A further object of the present invention is to provide an indication of the state of the chemiluminescent lighting device from previous handling and to disclose a packaging method which is applied inexpensively.
[0018]
It is a further object of the present invention to teach the use of shrink wrap type packaging that allows one hand to be removed, allowing rapid deployment and activation.
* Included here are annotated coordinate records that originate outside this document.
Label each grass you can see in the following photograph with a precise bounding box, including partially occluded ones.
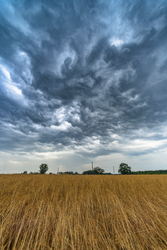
[0,175,167,250]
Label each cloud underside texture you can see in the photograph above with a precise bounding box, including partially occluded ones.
[0,0,167,155]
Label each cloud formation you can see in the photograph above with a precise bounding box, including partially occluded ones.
[0,0,167,172]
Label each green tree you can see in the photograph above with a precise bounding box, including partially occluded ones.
[93,167,104,174]
[39,163,49,174]
[118,163,131,174]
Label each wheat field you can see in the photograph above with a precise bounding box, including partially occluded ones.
[0,175,167,250]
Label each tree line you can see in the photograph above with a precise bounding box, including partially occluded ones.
[23,163,167,175]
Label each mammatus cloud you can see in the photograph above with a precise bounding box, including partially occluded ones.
[0,0,167,172]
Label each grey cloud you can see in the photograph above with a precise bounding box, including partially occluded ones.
[0,0,167,158]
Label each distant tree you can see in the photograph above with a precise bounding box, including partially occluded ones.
[82,170,93,175]
[82,167,104,175]
[39,163,49,174]
[93,167,104,174]
[118,163,131,174]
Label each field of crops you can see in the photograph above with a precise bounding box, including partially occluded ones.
[0,175,167,250]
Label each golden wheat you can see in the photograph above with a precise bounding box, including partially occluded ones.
[0,175,167,250]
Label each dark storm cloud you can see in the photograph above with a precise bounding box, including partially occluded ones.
[0,0,167,154]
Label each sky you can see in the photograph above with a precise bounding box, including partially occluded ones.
[0,0,167,173]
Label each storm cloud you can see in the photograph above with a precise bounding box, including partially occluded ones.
[0,0,167,172]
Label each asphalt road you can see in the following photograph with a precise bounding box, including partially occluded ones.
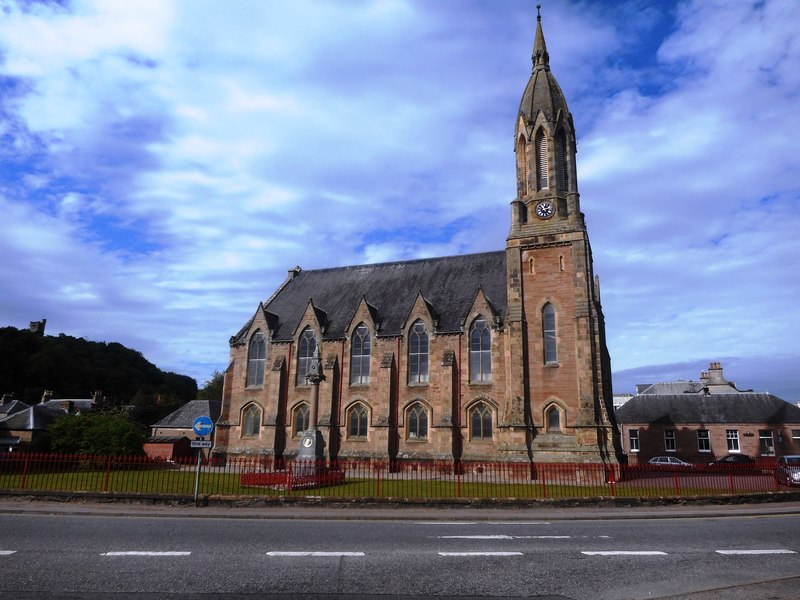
[0,503,800,600]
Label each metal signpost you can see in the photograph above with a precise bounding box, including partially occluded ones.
[191,415,214,506]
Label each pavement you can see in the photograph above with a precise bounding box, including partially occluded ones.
[0,495,800,521]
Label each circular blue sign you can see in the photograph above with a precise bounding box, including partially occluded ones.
[192,415,214,437]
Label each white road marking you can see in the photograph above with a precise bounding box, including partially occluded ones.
[581,550,667,556]
[100,550,191,556]
[267,551,364,556]
[717,548,797,554]
[436,535,514,540]
[439,552,522,556]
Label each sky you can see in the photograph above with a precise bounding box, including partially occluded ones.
[0,0,800,402]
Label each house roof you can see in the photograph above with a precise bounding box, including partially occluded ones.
[232,251,507,342]
[151,400,222,429]
[615,392,800,424]
[0,404,67,431]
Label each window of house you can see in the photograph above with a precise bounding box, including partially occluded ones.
[697,429,711,452]
[628,429,639,452]
[408,402,428,440]
[247,331,267,386]
[469,317,492,382]
[725,429,739,452]
[242,404,261,436]
[470,402,492,440]
[347,404,368,438]
[547,406,561,431]
[408,321,428,383]
[542,303,558,365]
[297,327,317,385]
[758,429,775,456]
[292,402,311,436]
[536,131,549,190]
[664,429,675,452]
[350,323,371,383]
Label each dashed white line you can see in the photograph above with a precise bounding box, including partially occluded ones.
[100,550,191,556]
[267,551,364,556]
[581,550,667,556]
[439,552,522,556]
[717,548,797,554]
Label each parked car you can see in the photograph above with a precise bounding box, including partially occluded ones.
[647,456,694,469]
[775,454,800,485]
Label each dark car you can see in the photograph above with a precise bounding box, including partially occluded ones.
[775,454,800,485]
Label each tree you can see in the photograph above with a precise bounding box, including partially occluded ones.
[197,370,225,400]
[50,413,145,456]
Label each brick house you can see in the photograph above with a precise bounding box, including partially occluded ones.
[214,12,619,462]
[616,363,800,464]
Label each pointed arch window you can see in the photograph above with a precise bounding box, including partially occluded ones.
[542,303,558,365]
[469,402,492,441]
[408,320,428,383]
[347,403,369,439]
[350,323,371,384]
[556,129,569,191]
[292,402,310,437]
[517,135,528,196]
[536,130,550,190]
[247,331,267,387]
[242,404,261,436]
[469,317,492,382]
[546,405,561,432]
[297,327,317,385]
[408,402,428,440]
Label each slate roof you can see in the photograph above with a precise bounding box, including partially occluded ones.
[615,392,800,424]
[0,404,67,431]
[232,251,507,342]
[151,400,222,429]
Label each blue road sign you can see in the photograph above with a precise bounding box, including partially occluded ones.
[192,415,214,437]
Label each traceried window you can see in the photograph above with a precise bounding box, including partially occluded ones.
[517,135,528,196]
[469,402,492,440]
[297,327,317,385]
[542,303,558,365]
[408,402,428,440]
[292,402,310,436]
[758,429,775,456]
[536,130,550,190]
[725,429,739,452]
[664,429,675,452]
[547,406,561,431]
[697,429,711,452]
[242,404,261,436]
[628,429,639,452]
[408,321,428,383]
[247,331,267,386]
[350,323,371,383]
[347,403,368,438]
[469,317,492,382]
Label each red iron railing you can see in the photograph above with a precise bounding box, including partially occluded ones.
[0,453,782,500]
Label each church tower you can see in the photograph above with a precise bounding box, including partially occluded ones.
[506,7,618,462]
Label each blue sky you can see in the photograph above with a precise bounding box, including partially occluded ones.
[0,0,800,401]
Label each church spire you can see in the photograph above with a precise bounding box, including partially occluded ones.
[531,4,550,71]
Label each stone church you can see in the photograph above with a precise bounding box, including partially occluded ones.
[214,12,619,462]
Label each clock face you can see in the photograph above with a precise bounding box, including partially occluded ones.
[536,200,556,219]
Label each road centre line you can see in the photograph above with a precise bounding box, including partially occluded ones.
[100,550,191,556]
[267,550,364,557]
[716,548,797,555]
[581,550,667,556]
[439,552,522,556]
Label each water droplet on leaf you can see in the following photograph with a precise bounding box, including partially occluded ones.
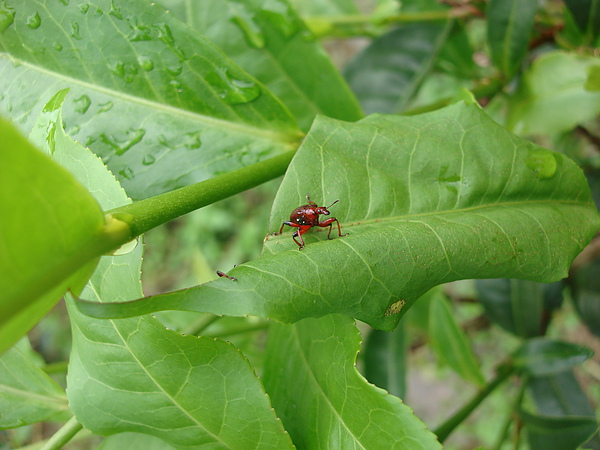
[138,56,154,72]
[142,154,156,166]
[119,167,135,180]
[108,0,123,20]
[108,61,138,83]
[98,100,114,113]
[183,131,202,150]
[25,12,42,30]
[100,128,146,155]
[525,148,557,179]
[73,94,92,114]
[0,1,15,33]
[206,68,261,105]
[166,66,183,77]
[71,21,81,41]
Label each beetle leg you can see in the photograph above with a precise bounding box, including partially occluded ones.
[273,221,298,236]
[319,217,346,239]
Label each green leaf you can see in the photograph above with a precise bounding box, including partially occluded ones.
[513,338,594,377]
[573,261,600,336]
[429,292,485,386]
[98,433,175,450]
[476,279,563,338]
[344,22,452,114]
[59,103,291,449]
[487,0,538,78]
[263,315,441,449]
[78,103,599,330]
[362,321,407,398]
[291,0,359,16]
[0,347,69,430]
[0,0,300,199]
[519,411,598,450]
[527,370,600,448]
[171,0,362,130]
[508,51,600,134]
[0,114,104,353]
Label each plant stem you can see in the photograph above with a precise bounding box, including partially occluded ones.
[41,417,83,450]
[107,150,295,240]
[434,363,515,443]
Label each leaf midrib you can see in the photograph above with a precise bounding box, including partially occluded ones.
[0,52,302,148]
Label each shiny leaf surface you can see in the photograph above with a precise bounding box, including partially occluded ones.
[79,104,599,330]
[0,0,300,199]
[264,315,441,449]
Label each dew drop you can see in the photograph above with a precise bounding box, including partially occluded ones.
[119,167,135,180]
[73,94,92,114]
[206,68,261,105]
[98,100,115,113]
[138,56,154,72]
[166,66,183,77]
[100,128,146,155]
[183,131,202,150]
[108,0,123,20]
[71,21,81,41]
[525,148,557,179]
[25,12,42,30]
[0,1,15,33]
[108,61,138,83]
[142,154,156,166]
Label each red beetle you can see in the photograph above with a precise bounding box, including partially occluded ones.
[274,195,346,250]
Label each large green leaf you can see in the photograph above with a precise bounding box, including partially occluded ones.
[0,114,103,353]
[487,0,538,77]
[0,0,299,198]
[264,315,441,449]
[361,321,408,398]
[159,0,362,130]
[0,347,69,430]
[79,103,600,330]
[54,108,291,449]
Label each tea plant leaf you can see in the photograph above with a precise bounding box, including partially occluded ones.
[519,410,598,450]
[0,0,300,199]
[0,347,69,430]
[54,107,292,449]
[513,338,594,377]
[429,292,485,387]
[0,114,107,353]
[171,0,363,130]
[264,315,441,449]
[487,0,538,78]
[79,103,600,330]
[507,51,600,134]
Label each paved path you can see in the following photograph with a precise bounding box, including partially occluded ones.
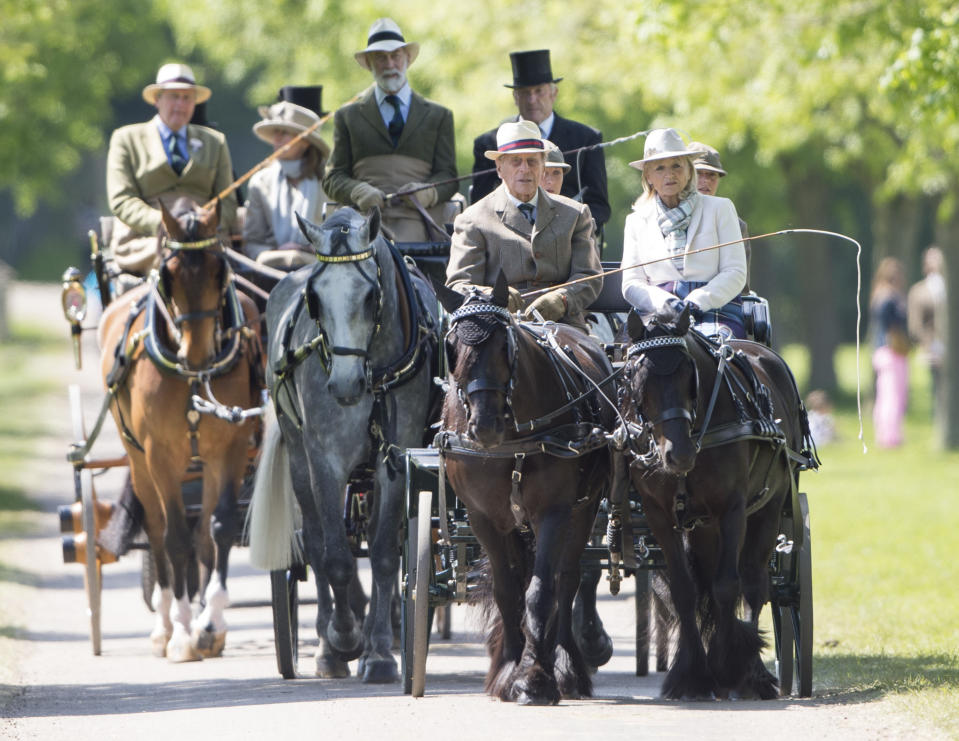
[0,285,944,741]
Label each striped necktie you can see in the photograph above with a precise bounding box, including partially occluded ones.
[386,95,403,147]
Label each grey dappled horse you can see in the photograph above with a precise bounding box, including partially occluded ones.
[250,208,436,682]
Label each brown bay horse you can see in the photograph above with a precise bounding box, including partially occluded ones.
[436,276,614,705]
[613,306,818,699]
[99,199,262,662]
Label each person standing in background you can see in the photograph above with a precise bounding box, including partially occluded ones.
[869,257,909,448]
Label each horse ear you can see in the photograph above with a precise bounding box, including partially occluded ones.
[293,211,322,247]
[366,206,382,242]
[626,311,646,342]
[492,270,509,308]
[430,276,466,314]
[160,201,183,240]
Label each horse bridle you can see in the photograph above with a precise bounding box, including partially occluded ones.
[446,302,516,418]
[157,233,230,331]
[303,236,383,384]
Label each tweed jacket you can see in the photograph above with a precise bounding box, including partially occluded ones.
[472,114,610,226]
[323,87,456,205]
[623,193,746,314]
[243,162,328,259]
[446,185,603,326]
[107,116,237,236]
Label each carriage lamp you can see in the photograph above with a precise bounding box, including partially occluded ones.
[60,267,87,370]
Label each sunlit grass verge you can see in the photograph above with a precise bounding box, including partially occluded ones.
[785,347,959,737]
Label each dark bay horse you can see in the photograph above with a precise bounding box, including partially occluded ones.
[436,276,613,704]
[614,307,818,699]
[250,208,436,682]
[99,199,263,662]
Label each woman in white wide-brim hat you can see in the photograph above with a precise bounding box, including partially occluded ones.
[623,129,746,337]
[243,85,330,270]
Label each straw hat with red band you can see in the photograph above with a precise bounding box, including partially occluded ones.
[143,62,212,105]
[486,119,546,160]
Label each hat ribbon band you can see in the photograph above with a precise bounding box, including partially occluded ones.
[366,31,406,46]
[497,139,544,152]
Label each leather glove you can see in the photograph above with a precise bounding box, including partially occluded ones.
[506,286,525,314]
[350,183,386,211]
[396,183,437,208]
[526,291,566,322]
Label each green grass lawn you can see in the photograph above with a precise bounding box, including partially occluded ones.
[785,348,959,736]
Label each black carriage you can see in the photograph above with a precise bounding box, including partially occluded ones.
[401,264,813,697]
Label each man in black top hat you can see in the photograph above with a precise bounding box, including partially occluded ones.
[470,49,609,228]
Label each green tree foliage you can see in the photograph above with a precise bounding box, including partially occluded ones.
[0,0,170,215]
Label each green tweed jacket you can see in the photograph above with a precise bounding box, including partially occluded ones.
[107,116,237,236]
[323,86,456,205]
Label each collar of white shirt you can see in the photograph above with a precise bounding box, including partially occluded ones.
[506,188,539,224]
[373,82,413,115]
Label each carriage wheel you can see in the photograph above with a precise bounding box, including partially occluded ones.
[140,548,156,612]
[794,493,813,697]
[412,491,436,697]
[69,384,103,656]
[270,569,300,679]
[635,569,658,677]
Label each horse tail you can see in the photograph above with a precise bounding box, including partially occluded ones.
[246,402,303,571]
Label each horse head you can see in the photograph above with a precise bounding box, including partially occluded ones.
[297,208,384,406]
[623,305,699,476]
[157,198,230,369]
[437,273,516,448]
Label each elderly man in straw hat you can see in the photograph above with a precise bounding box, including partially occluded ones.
[472,49,609,227]
[689,142,751,294]
[446,120,603,330]
[323,18,456,242]
[243,85,330,270]
[623,129,746,337]
[107,64,237,275]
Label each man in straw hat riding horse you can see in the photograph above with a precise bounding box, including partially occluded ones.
[323,18,456,242]
[107,64,237,275]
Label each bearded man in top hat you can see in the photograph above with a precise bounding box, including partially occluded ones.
[472,49,609,229]
[446,120,603,331]
[107,64,237,275]
[323,18,456,242]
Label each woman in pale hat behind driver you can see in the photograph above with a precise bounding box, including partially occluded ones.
[623,129,746,338]
[243,85,330,270]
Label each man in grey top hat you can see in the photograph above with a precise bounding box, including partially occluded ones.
[471,49,609,229]
[323,18,456,242]
[689,142,752,293]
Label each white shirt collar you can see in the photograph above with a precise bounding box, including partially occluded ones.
[538,113,556,139]
[157,116,186,141]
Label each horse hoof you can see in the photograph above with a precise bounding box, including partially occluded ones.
[191,630,226,659]
[326,623,364,661]
[363,659,400,684]
[150,631,173,659]
[316,656,350,679]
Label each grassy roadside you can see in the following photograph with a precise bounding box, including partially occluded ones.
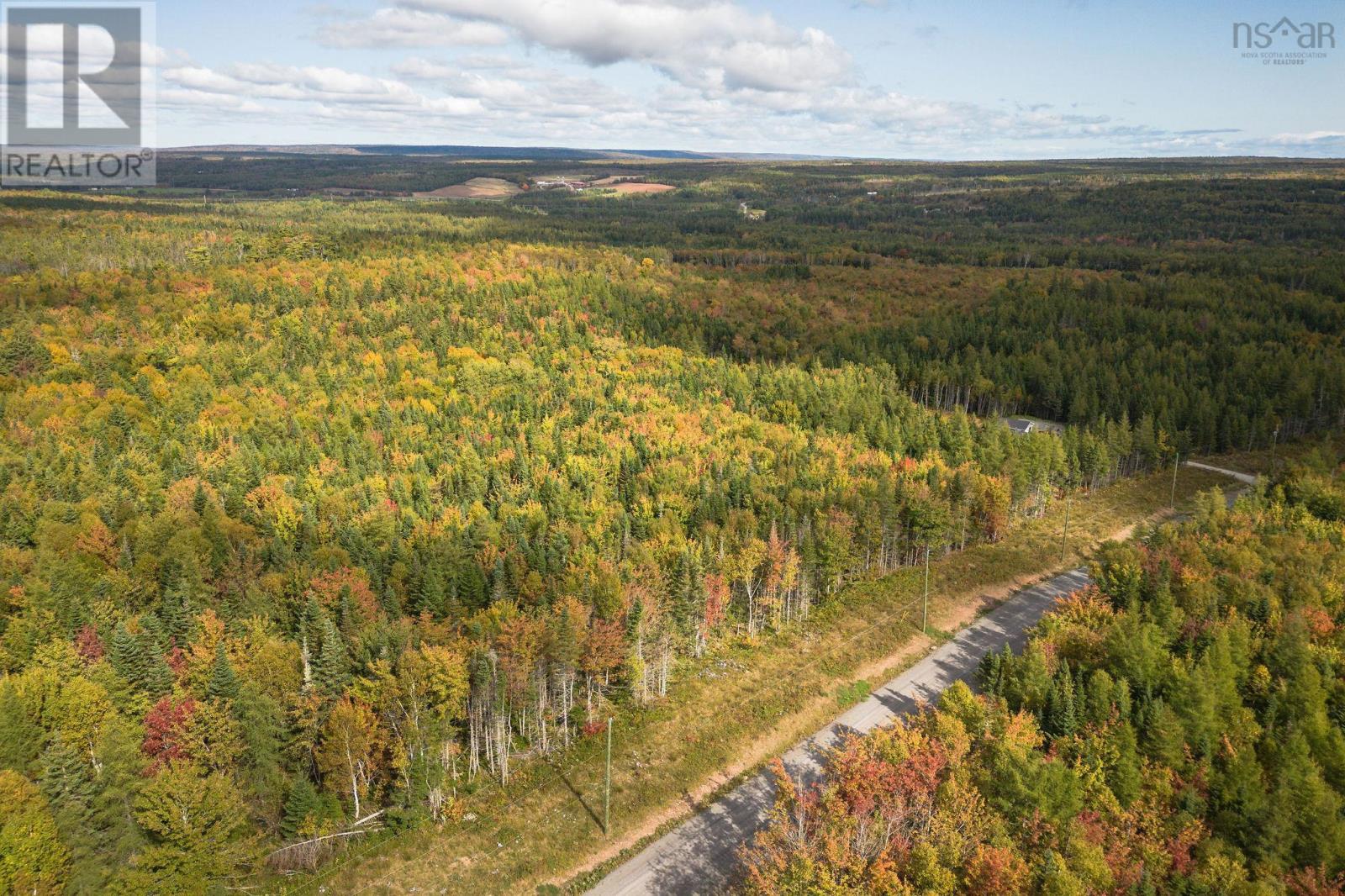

A further object is to disclose a package that allows compact storage of chemiluminescent lighting devices.
[0019]
Other objects and advantages of the present invention will become apparent from the following description, with reference to the accompanying drawings, given for the purpose of illustrating and illustrating some embodiments of the invention. These drawings form part of the specification and include exemplary examples of the invention and illustrate various objects and features thereof.
[0020]
While specific forms of the invention are illustrated, it is to be understood that the invention is not limited to the specific forms and arrangements described and illustrated herein. It will be apparent to those skilled in the art that various modifications can be made without departing from the scope of the invention and that the invention should not be limited to that shown in the drawings and the description herein.
[0021]
Referring to FIG. 1, a chemiluminescent lighting device 10 sold under the Applicant's trademark “CYALUME” is shown. An ampoule 12 containing the oxalate portion of the chemiluminescent agent mixture is shown enclosed in a housing or outer container 14 that further contains the activator portion 16 of the chemiluminescent agent mixture.
[0022]
It should be specified that there are numerous types of housings. For example, referring to FIG. 2, another chemiluminescent lighting device 20 is shown in which an outer container 24 defines first and second hollow chambers, and the first hollow chamber 26 is chemiluminescent. The oxalate component or activator of the sense agent is included, and the second hollow chamber 28 is filled with the oxalate component or activator of the second chemiluminescent agent. The chambers are separated by a fragile partition wall or a removable partition wall 30, thus the luminaire is when the partition wall is destroyed or removed, thereby allowing mixing of the oxalate component and activator of the chemiluminescent agent. , Activation can be obtained.
[0023]
For convenience, the following embodiment is described with reference to the embodiment of FIG. 1, but it is within the scope of the present invention to introduce any type of chemiluminescent housing.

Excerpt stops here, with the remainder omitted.